Expert witness Ron McAndrew, a former warden with 20 years’ experience in Florida prisons, described the situation as a clear breach of security protocols. He noted state-run prisons do not allow such access to microwave ovens.

Dr. Richard Shugarman, the North Palm Beach ophthalmologist who treated Hyatt, said the patient would need to take extraordinary care for the damaged eye for the rest of his life, including eye drops and limited exposure to sunlight. Hyatt was a roofer with limited education, and a vocational specialist testified Hyatt would be relegated to nonskilled employment for the rest of his life. His release date from prison is set for August 2014.

Defense case: Defense counsel Donald Chinquina did not respond to a request for comment by deadline.

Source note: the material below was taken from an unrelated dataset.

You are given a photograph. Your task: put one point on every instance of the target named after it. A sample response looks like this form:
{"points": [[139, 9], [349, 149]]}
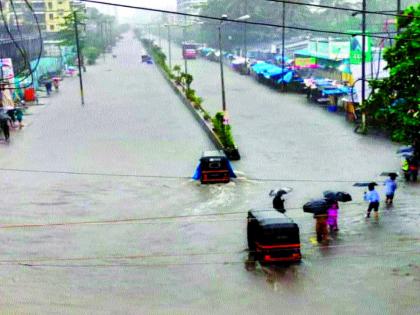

GEO Group experts included Joe Smith, a retired warden who worked out of state in the federal system. Ernest Stepp, the GEO Group warden in charge of the South Bay prison at the time, also was called. They defended the open access to microwaves as a management tool and a necessary risk for controlling the prison population.

However, Thompson pointed to the case of the Michigan state prison system, where the Michigan Corrections Organization, a union representing more than 10,000 prison workers, protested over prison access to the ovens after a guard was attacked. A compromise was reached where prisoners could still use a microwave, but traffic to it was controlled and supervised.

Outcome: The jury awarded $78,242 for future medical needs and $150,000 for future lost wages. The remainder of the $1.2 million award was for past and future pain and suffering.

Comments: “In May 2011, we filed a proposal to settle for $125,000. It was turned down. Because the judgment was in excess of the offer, we were entitled to tax attorney fees and cost. We filed a motion for that, and the judge ruled in our favor,” Thompson said.

Post-verdict: GEO Group filed motions for remitittur and new trial. A hearing was set for January, but in the meantime the parties reached a confidential settlement. Thompson could only comment that the case has been resolved.